In an effort to make it easier for small businesses to raise money, the Securities and Exchange Commission is revising several regulations governing commonly used exemptions from securities registration. Proposed changes to Regulation A and to Rule 504 under Regulation D will increase the amounts that can be raised, simplify disclosure requirements and, to some extent, liberalize restrictions on advertising some types of unregistered offerings of securities.
Under the federal securities laws an issuer must either register stock with the SEC before offering it to the public, or must satisfy requirements for an exemption from registration. Given the expense of the registration process (which can easily cost $200,000), most small companies raising money try to do so in exempt offerings.
One exemption is Rule 504 under Regulation D. Rule 504 has the advantage of not prescribing the form of the offering literature: while the issuer must give investors enough information to make an informed investment decision, the scope and details of that information are left to the discretion of the issuer.
Unfortunately, in its present form Rule 504 has several drawbacks. It currently provides that, if the stock has not been registered under state securities law , the federal exemption is available only if (i) the dollar amount that can be raised is no more than $500,000, (ii) the issuer does not advertise the sale of the stock and (iii) the buyer’s ability to transfer the stock is restricted. In most cases, this effectively limits the availability of a Rule 504 offering to a private placement of no more than $500,000 of stock. It also means that only those who are able to hold the stock for long periods of time are likely to be interested in investing.
The proposed changes to Rule 504 would make the federal exemption from registration independent of state registration. Regardless of registration under state law, the federal exemption would be available for offerings of up to $1,000,000, even if the issuer advertises the sale, and buyers would be permitted to resell the stock freely.

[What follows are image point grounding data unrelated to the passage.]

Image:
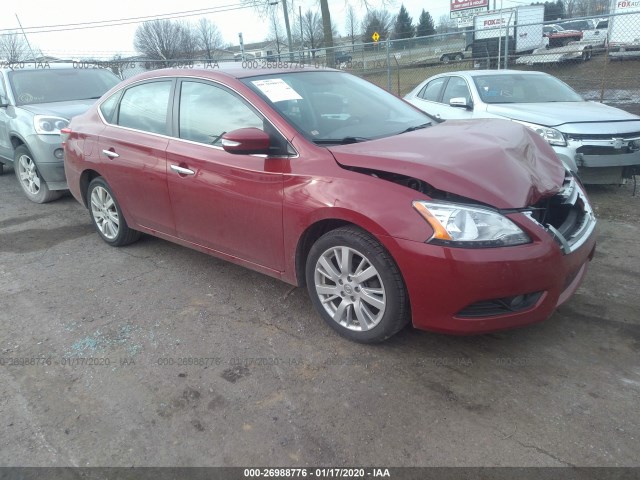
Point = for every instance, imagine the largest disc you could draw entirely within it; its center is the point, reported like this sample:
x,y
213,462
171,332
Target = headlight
x,y
551,135
46,125
457,225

In contrast to Rule 504, Regulation A is similar to a registered public offering in that a formal offering document, and filing with the SEC, are required. The SEC is proposing revisions to the form of offering document to make it more “user friendly.” A major portion of the current form would be replaced with a question-and-answer form (Form U-7) recently developed to simplify disclosure requirements for issuers and provide investors with an offering document that is easily understood. (See the discussion of “SCOR” offerings and Form U-7 in our October 1991 issue.) In addition, the new Regulation A dollar limit would be $5,000,000 instead of the current $1,500,000.

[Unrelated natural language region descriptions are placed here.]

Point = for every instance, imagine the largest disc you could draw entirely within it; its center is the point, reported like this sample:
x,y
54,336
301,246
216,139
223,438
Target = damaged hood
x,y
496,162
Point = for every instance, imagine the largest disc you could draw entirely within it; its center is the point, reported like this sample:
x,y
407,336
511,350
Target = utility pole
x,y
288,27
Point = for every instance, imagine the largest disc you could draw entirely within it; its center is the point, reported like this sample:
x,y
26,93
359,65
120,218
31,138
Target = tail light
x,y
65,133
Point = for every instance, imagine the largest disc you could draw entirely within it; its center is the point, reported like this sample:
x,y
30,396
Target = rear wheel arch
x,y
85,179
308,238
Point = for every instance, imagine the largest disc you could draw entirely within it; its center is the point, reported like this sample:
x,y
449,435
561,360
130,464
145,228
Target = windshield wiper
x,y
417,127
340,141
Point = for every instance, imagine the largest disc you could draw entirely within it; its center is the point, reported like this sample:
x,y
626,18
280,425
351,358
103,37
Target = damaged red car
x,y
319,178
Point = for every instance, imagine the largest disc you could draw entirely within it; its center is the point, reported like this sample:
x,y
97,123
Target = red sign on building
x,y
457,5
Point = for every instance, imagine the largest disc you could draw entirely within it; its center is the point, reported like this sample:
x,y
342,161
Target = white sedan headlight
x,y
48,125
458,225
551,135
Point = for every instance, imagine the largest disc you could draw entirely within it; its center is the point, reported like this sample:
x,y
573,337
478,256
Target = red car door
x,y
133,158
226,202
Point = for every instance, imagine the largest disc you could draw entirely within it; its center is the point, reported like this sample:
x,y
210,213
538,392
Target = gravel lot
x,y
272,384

TLB Comment: These proposals represent a critical step toward making capital available to small companies. However, they only address half of the problem. Securities sales are regulated at both the federal and the state levels. While the SEC’s proposals would make compliance with federal law easier, they do not address state “blue sky” laws. These laws vary from state to state, and an issuer must comply with the laws of each state in which it offers stock. Frequently, availability of an exemption from state registration is dependent upon complex and arcane rules, and upon compliance with unpublished policies of state securities administrators. We hope the states will bring their respective blue sky laws into line with these proposed federal changes; once they do, the SEC’s proposals will indeed reduce the costs of offerings, increase the ability of small issuers to identify buyers and enhance the ability of small companies to raise money.